Segundo pesquisas, o atual bairro abrigava mais de 10 mil pessoas no século XVIII e hoje conta com cerca de mil habitantes. Cercada por montanhas, tendo como referência a Igreja Nossa Senhora de Nazaré, a vila possui um rico conjunto de centenas de minas de ouro, sofisticados contadores do início do século XVIII e ruínas de um arraial que serviu de entreposto comercial aos bandeirantes. , tropeiros e mascates.

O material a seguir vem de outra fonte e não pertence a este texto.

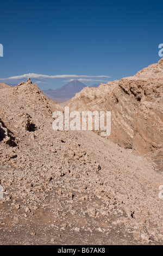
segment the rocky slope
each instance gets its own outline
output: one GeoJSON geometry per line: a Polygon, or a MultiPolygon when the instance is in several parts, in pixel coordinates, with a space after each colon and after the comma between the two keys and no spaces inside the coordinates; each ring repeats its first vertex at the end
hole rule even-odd
{"type": "MultiPolygon", "coordinates": [[[[121,117],[126,103],[132,120],[142,100],[123,84],[109,82],[90,94],[85,88],[82,108],[110,102],[121,117]]],[[[52,112],[62,108],[30,79],[0,88],[0,244],[162,243],[163,178],[151,160],[91,131],[53,130],[52,112]]],[[[120,131],[131,148],[133,126],[127,127],[120,131]]]]}
{"type": "Polygon", "coordinates": [[[133,77],[84,88],[67,106],[111,111],[109,139],[139,154],[154,153],[157,159],[163,156],[162,96],[163,58],[133,77]]]}

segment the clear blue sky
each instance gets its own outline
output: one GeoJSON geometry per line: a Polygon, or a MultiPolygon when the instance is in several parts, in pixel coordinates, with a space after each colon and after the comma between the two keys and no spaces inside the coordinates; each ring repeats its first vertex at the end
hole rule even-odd
{"type": "MultiPolygon", "coordinates": [[[[1,0],[0,78],[34,73],[112,81],[133,75],[160,59],[162,13],[162,1],[1,0]]],[[[46,89],[69,79],[32,81],[46,83],[38,86],[46,89]]],[[[95,83],[100,82],[84,82],[95,83]]]]}

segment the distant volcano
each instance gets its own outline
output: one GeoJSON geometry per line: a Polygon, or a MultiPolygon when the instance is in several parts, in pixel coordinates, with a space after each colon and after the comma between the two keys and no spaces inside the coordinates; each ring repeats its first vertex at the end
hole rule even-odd
{"type": "MultiPolygon", "coordinates": [[[[90,87],[98,87],[99,84],[93,84],[90,87]]],[[[53,90],[43,90],[43,93],[46,97],[59,103],[63,102],[69,100],[72,97],[74,97],[77,93],[79,93],[84,87],[87,86],[82,83],[78,80],[74,80],[61,88],[53,90]]]]}

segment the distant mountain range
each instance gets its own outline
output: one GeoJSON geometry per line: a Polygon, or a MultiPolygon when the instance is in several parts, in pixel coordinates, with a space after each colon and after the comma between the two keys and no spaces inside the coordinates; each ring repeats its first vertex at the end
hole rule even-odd
{"type": "MultiPolygon", "coordinates": [[[[97,88],[99,85],[95,84],[89,87],[97,88]]],[[[42,92],[46,97],[57,101],[58,103],[61,103],[70,100],[75,96],[77,93],[79,93],[86,86],[78,80],[74,80],[62,86],[61,88],[56,90],[49,89],[48,90],[44,90],[42,92]]]]}

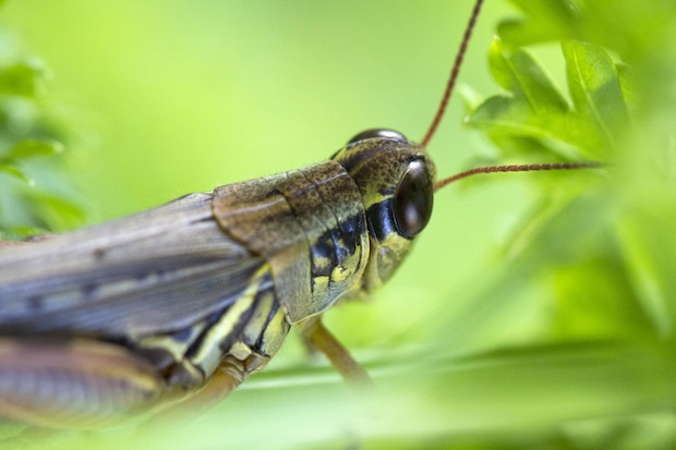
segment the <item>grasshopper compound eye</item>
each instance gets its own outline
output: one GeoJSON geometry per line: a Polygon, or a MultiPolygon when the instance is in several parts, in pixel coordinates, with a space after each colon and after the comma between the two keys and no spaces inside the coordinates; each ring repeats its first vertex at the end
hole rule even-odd
{"type": "Polygon", "coordinates": [[[433,199],[434,185],[425,165],[420,159],[411,161],[394,197],[395,223],[402,236],[413,238],[425,228],[433,199]]]}

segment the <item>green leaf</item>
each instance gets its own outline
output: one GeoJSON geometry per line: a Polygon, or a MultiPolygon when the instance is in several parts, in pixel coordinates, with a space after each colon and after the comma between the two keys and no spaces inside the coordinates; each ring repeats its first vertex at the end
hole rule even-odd
{"type": "Polygon", "coordinates": [[[599,46],[567,41],[563,49],[568,87],[579,119],[592,121],[606,146],[615,146],[615,136],[628,123],[617,66],[599,46]]]}
{"type": "Polygon", "coordinates": [[[487,98],[468,123],[484,130],[506,155],[536,155],[539,162],[547,153],[557,159],[605,159],[627,123],[616,65],[590,44],[567,42],[564,58],[572,109],[527,51],[496,39],[491,73],[508,95],[487,98]]]}
{"type": "Polygon", "coordinates": [[[498,36],[512,47],[568,39],[580,26],[578,5],[570,0],[511,0],[524,16],[498,25],[498,36]],[[532,17],[532,19],[531,19],[532,17]]]}
{"type": "Polygon", "coordinates": [[[28,175],[26,175],[23,172],[23,170],[21,170],[20,168],[15,167],[15,166],[0,165],[0,172],[8,173],[8,174],[14,177],[15,179],[19,179],[19,180],[21,180],[24,183],[27,183],[29,185],[34,185],[35,184],[33,179],[31,179],[28,175]]]}
{"type": "Polygon", "coordinates": [[[63,145],[57,141],[24,139],[15,144],[9,151],[10,159],[25,159],[40,156],[52,156],[63,151],[63,145]]]}
{"type": "Polygon", "coordinates": [[[44,92],[47,70],[37,60],[16,62],[0,70],[0,94],[37,97],[44,92]]]}

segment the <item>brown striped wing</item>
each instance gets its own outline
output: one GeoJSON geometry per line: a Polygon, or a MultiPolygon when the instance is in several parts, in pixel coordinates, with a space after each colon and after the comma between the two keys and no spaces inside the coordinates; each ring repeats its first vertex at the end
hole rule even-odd
{"type": "Polygon", "coordinates": [[[213,220],[212,194],[0,247],[0,337],[135,339],[231,305],[263,259],[213,220]]]}

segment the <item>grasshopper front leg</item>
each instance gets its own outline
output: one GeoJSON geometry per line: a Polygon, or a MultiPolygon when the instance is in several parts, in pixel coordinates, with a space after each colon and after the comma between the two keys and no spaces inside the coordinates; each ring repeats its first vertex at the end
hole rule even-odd
{"type": "Polygon", "coordinates": [[[352,388],[359,390],[373,385],[366,370],[354,361],[340,341],[324,327],[321,316],[313,316],[299,325],[303,338],[312,346],[326,355],[331,365],[352,388]]]}

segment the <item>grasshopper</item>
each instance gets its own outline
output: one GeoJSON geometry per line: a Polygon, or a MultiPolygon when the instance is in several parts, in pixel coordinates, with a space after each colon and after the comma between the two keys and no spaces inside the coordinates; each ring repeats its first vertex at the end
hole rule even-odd
{"type": "Polygon", "coordinates": [[[369,130],[329,160],[183,196],[72,233],[0,246],[0,417],[88,428],[227,397],[295,326],[353,384],[367,375],[321,317],[386,282],[427,224],[426,147],[482,1],[421,144],[369,130]]]}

No Morro Vermelho, é realizado um ritual secreto na Quarta-feira de Cinzas que marca o início da Quaresma. Como acontece há mais de 200 anos, um grupo de homens – as mulheres estão proibidas de entrar – reúne-se na Igreja Paroquial de Nossa Senhora de Nazaré para lavar, com cachaça, a imagem do Senhor dos Passos. Durante o ato, que dura uma hora, a bebida é recolhida em um cocho de madeira e depois armazenada em uma garrafa. A tradição diz que a aguardente tem poderes milagrosos, tornando-se um santo remédio para as enfermidades do corpo e da alma “de quem tem fé”, segundo os moradores.
As orações das freiras
No dia 13 de setembro de 1999, após 139 dias de seca, as mãos se ergueram em orações e os lábios cantaram canções pedindo água do céu. Neste domingo, moradores da zona rural de Macaúbas, a 12 quilômetros do Centro de Santa Luzia (RMBH), participaram de uma procissão com a imagem de Nossa Senhora das Dores, “a quem, tradicionalmente, as poucas pancadas de chuva neste horário são atribuídos”, conforme relato de um morador. As irmãs do Mosteiro de Macaúbas, que comemorou 310 anos de fundação no dia 1º de setembro de 2024, acompanharam a procissão. “Pedimos a graça da chuva e acredito que os nossos pedidos serão ouvidos”, disse a então abadessa do mosteiro, Maria Imaculada de Jesus Hóstia. Na procissão chuvosa, que levou dezenas de fiéis a um trecho da rodovia MG-020, no sentido Jaboticatubas, foi cantado o hino de louvor a São Francisco de Assis, padroeiro da natureza. Os pedidos foram feitos num momento em que o fogo cercou a monumental construção construída desde 1714, atingindo grande parte da Área de Preservação Ambiental próxima ao mosteiro. Depois de 25 anos, a comunidade de freiras Concepcionistas pede mais uma vez a ajuda de Deus para proteger suas vidas e o patrimônio nacional.